2. Chandy-Lamport Algorithm
- A node starts a snapshot by saving its local state and sending a "Marker" message to all neighbors.
- When a node receives a Marker, it saves its state and forwards the Marker to its neighbors.
- If it receives another Marker, it simply records the messages sent between the two markers.
3. Consistency
It guarantees that if Event A happened before the snapshot, it is included. If Event B happened after, it is excluded. This is a "consistent cut" of the distributed state.
4. Why this matters in production
Distributed snapshots are foundational for:
- checkpointing long-running stream processors
- debugging incident-time global state
- recovery after node failures
- verifying consistency invariants offline
Without consistent cuts, restored systems can violate causal assumptions.
5. Intuition behind marker messages
Markers delimit channel history:
- messages before marker belong to snapshot channel state
- messages after marker do not
This removes the need for synchronized clocks and still preserves causality.
6. Practical implementation considerations
Real systems need extra details:
- snapshot IDs and metadata tracking
- handling dynamic membership/topology changes
- bounded memory for in-flight channel recording
- persistent storage format for checkpoint state
Algorithmic correctness must be paired with engineering constraints.

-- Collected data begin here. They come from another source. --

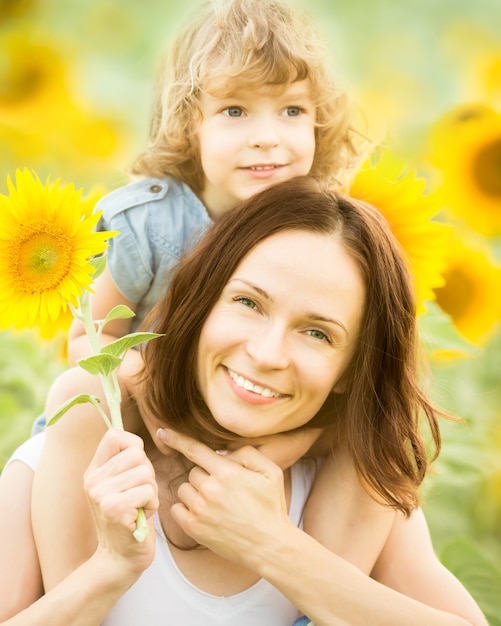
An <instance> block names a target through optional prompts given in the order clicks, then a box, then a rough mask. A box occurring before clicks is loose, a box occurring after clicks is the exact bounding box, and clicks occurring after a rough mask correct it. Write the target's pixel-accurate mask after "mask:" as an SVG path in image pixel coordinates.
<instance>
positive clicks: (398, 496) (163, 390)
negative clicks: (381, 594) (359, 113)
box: [138, 177, 440, 514]
mask: <svg viewBox="0 0 501 626" xmlns="http://www.w3.org/2000/svg"><path fill="white" fill-rule="evenodd" d="M290 229H292V230H303V231H308V232H313V233H321V234H333V233H336V234H337V237H338V239H340V240H341V241H342V243H343V246H344V248H345V250H346V251H347V253H348V254H350V255H351V256H352V258H353V259H354V260H355V261H356V263H357V265H358V267H359V268H360V271H361V274H362V276H363V280H364V284H365V291H366V293H365V310H364V312H363V317H362V321H361V324H360V333H359V337H358V341H357V346H356V349H355V352H354V354H353V357H352V359H351V361H350V363H349V365H348V367H347V369H346V370H345V372H344V374H343V375H342V378H341V380H340V383H341V382H342V383H343V387H342V388H344V392H343V393H333V394H331V395H330V396H329V398H328V399H327V401H326V402H325V404H324V405H323V407H322V409H321V410H320V411H319V412H318V413H317V414H316V415H315V416H314V417H313V418H312V420H311V421H310V422H309V424H308V425H317V426H331V427H333V429H335V430H336V432H337V435H338V437H341V441H342V443H343V445H347V446H348V449H349V451H350V453H351V455H352V457H353V459H354V462H355V465H356V468H357V471H358V473H359V476H360V478H361V480H362V482H363V483H364V484H366V485H367V486H369V488H370V490H371V491H372V492H375V494H376V495H377V496H378V497H379V498H380V499H381V500H383V501H384V502H386V503H388V504H390V505H391V506H394V507H396V508H398V509H400V510H402V511H403V512H404V513H405V514H409V513H410V511H411V510H412V509H413V508H414V507H415V506H417V504H418V487H419V485H420V484H421V482H422V480H423V478H424V475H425V473H426V469H427V466H428V458H427V450H426V447H425V442H424V440H423V438H422V436H421V434H420V424H419V422H420V417H421V415H424V416H425V417H426V419H427V422H428V425H429V427H430V430H431V435H432V439H433V443H434V445H435V450H436V452H438V450H439V448H440V434H439V429H438V420H437V412H436V411H435V410H434V408H433V407H432V405H431V404H430V402H429V400H428V399H427V398H426V396H425V395H424V393H423V392H422V391H421V388H420V386H419V372H418V365H417V338H416V313H415V297H414V289H413V284H412V279H411V277H410V273H409V271H408V268H407V265H406V261H405V260H404V256H403V254H402V252H401V249H400V246H399V244H398V242H397V240H396V239H395V237H394V236H393V234H392V232H391V231H390V228H389V227H388V225H387V223H386V221H385V219H384V218H383V216H382V215H381V214H380V213H379V211H377V210H376V209H375V208H374V207H372V206H370V205H368V204H365V203H363V202H361V201H359V200H354V199H352V198H350V197H348V196H346V195H343V194H340V193H337V192H332V191H327V190H325V189H322V188H321V187H320V185H319V184H318V183H317V182H316V181H314V180H313V179H312V178H309V177H300V178H296V179H293V180H290V181H287V182H285V183H281V184H279V185H276V186H273V187H270V188H269V189H267V190H265V191H263V192H261V193H259V194H257V195H255V196H253V197H252V198H250V199H249V200H247V201H246V202H245V203H243V204H242V205H241V206H240V207H239V208H237V209H234V210H232V211H229V212H228V213H226V214H225V215H223V216H222V217H221V218H220V220H219V221H217V222H216V223H215V224H214V225H213V226H212V227H211V229H210V230H209V232H208V233H207V234H206V235H205V236H204V237H203V239H202V240H201V242H200V243H199V245H198V246H197V247H196V249H195V250H194V251H192V252H191V253H190V254H188V255H187V256H186V257H185V258H184V259H183V260H182V262H181V263H180V266H179V267H178V269H177V270H176V272H175V274H174V276H173V278H172V282H171V286H170V288H169V290H168V293H167V294H166V296H165V297H164V298H163V299H162V300H161V301H160V302H159V303H158V304H157V306H156V307H155V308H154V309H153V311H152V313H151V316H150V318H149V320H148V322H147V323H149V324H151V323H152V320H155V330H156V331H157V332H159V333H164V336H163V337H162V338H160V339H156V340H155V341H152V342H150V343H148V344H147V345H146V347H145V349H144V369H143V373H142V384H143V389H142V393H140V394H139V395H140V397H139V398H138V402H139V405H140V409H141V411H145V412H147V413H150V414H153V415H155V416H156V417H157V419H158V418H159V416H162V418H161V419H163V420H164V421H165V424H166V425H168V426H170V427H172V428H174V429H176V430H178V431H181V432H184V433H186V434H189V435H191V436H194V437H196V438H198V439H200V440H202V441H205V442H206V443H208V444H209V445H211V446H213V447H224V445H225V444H226V443H228V441H230V440H232V441H234V440H235V439H237V437H236V436H235V435H234V434H233V433H230V432H228V431H226V430H225V429H223V428H221V427H220V426H219V425H218V424H217V422H216V421H215V420H214V418H213V417H212V415H211V414H210V413H209V410H208V408H207V406H206V405H205V403H204V401H203V399H202V397H201V395H200V393H199V391H198V388H197V380H196V354H197V346H198V339H199V336H200V332H201V330H202V327H203V325H204V322H205V320H206V319H207V316H208V315H209V313H210V311H211V310H212V308H213V306H214V305H215V303H216V302H217V300H218V298H219V297H220V294H221V292H222V290H223V288H224V287H225V285H226V283H227V282H228V280H229V279H230V277H231V276H232V274H233V273H234V272H235V270H236V268H237V266H238V265H239V264H240V262H241V261H242V259H243V258H244V257H245V256H246V255H247V254H248V253H249V252H250V251H251V250H252V249H253V248H254V247H255V246H256V245H257V244H258V243H259V242H261V241H263V240H264V239H266V238H267V237H269V236H270V235H272V234H274V233H277V232H280V231H284V230H290ZM326 271H328V268H326Z"/></svg>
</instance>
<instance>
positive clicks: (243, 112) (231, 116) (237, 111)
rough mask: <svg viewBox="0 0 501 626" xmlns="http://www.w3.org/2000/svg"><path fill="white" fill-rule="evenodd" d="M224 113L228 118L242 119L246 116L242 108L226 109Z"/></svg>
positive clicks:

7. Failure and restart behavior
During snapshot collection:
- node crash must not orphan snapshot globally
- coordinator (if used) needs timeout/abort logic
- partial snapshots should be garbage-collected safely
A robust system treats snapshot orchestration as fault-tolerant workflow.
8. Common pitfalls
- assuming FIFO channels where they are not guaranteed
- mixing snapshot and business control messages without ordering guarantees
- unbounded buffering while waiting for markers
- restoring from inconsistent partial snapshots
Test snapshot logic under network delay, packet reordering, and process restarts.
9. Modern examples
Streaming frameworks and stateful dataflow engines use snapshot principles to achieve exactly-once state recovery.
The core idea remains Chandy-Lamport: capture local state plus in-transit message boundaries consistently.